The New Laws of Love. Marie Bergström
Чтение книги онлайн.
Читать онлайн книгу The New Laws of Love - Marie Bergström страница 6
Big Data
Meetic Group Platforms, Meetic Group Europe, 2019:
Platforms analyzed: Match, Meetic, Ourtime, DatingDirect, Lexa, LoveScout24 and Neu.
Metadata on: anonymized user profiles (27,709,707 profiles) and contact behavior (824,989,940 exchanged messages).
Interviews
Interviews with users, 2007–2018:
biographical interviews with 82 French users of dating sites and applications, conducted by Marie Bergström and Rébecca Lévy-Guillain.
Interviews with entrepreneurs, 2009–2019:
semi-structured interviews with 19 French, US, and Canadian founders or employees of dating sites and applications, conducted by Marie Bergström.
Introduction
Match, Meetic, OkCupid, Grindr, LoveScout, Tinder, Happn, Bumble… These are just a few of the thousands of dating platforms available online today. The first website to specialize in matchmaking appeared in the United States in the mid-1990s and was soon to be imitated. As the internet expanded internationally, competing sites rolled out at a quick pace across North America and Europe. They were joined some twenty years later by mobile phone applications that immediately became immensely popular, especially among the young. In the past two decades, these platforms have remapped the landscape of dating across much of the western world and beyond, changing the way people meet partners, but also challenging our ideas about sex and love.
The change is remarkable. Since at least the nineteenth century, personal ads, marriage brokers, and other “lonely hearts” networks have offered their services to bring single people together and match prospective partners. Today’s dating sites and apps are the direct descendants of those earlier forms of mediated dating; in fact they have inherited many features from their ancestors. What is fundamentally new, however, is their popularity. Until the advent of the internet, the use of commercial matchmaking remained a marginal and marginalized practice. In the 1980s and 1990s, surveys carried out in the United States and in France showed that approximately fewer than 1 in 100 people had met their spouse through a matrimonial ad or agency, for example (Bozon and Heran, 1989; Laumann et al., 1994). In the ranks of the heterosexual population, to resort to such services was taboo; the companies were generally distrusted and users consisted predominantly of divorced and widowed individuals. Mediated dating was considered something of an outcast behavior in the world of dating.
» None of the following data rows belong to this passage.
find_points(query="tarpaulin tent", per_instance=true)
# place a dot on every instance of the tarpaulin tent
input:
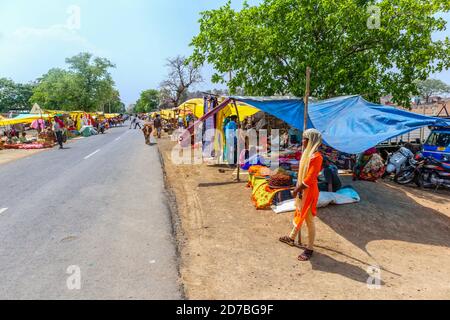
(22, 119)
(194, 106)
(349, 124)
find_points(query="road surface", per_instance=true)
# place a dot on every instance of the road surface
(88, 222)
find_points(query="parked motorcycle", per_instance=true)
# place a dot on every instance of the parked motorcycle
(433, 173)
(409, 172)
(426, 172)
(398, 162)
Digital platforms have brought about a major shift. Dating sites and apps have become a common way of meeting partners, and this behavior has lost most of its former social stigma. Users come from all social milieus and background and, unlike older forms of matchmaking, these new ones appeal primarily to young people. The most recent survey carried out in the United States – the birthland of online dating – showed that 30% of American adults had already used a dating site or app in 2019. Among 18- to 29-year-olds, the percentage rose to 48% (Pew Research Center, 2020c). As online dating became commonplace, commercial matchmaking finally emerged from the shade, to reach a broad general public.
What made this change possible? How do we explain this unprecedented success of online dating, and what are the implications? To answer these questions is to draw a portrait of modern love and contemporary sexuality. This is the aim of the present book. By looking at dating and how it changes online, this book tells a new story of the transformation of intimacy, a story that differs considerably from what is currently said about this phenomenon.
Dominant discourses on online dating
The spread of online dating has not gone unnoticed. From the outset, the use of online platforms has commanded considerable attention from the media, essayists, and social scientists. One reason is interest in the phenomenon itself; but an even stronger reason is that online dating is considered to be a mirror of contemporary society. In it we tend to see reflected our hopes, and more often our fears, about the time we live in, about the new sexual norms and the future of social ties. The image that current writings on online dating projects is often an ugly one. It emerges from two main discourses that have largely come to frame popular understandings of online dating.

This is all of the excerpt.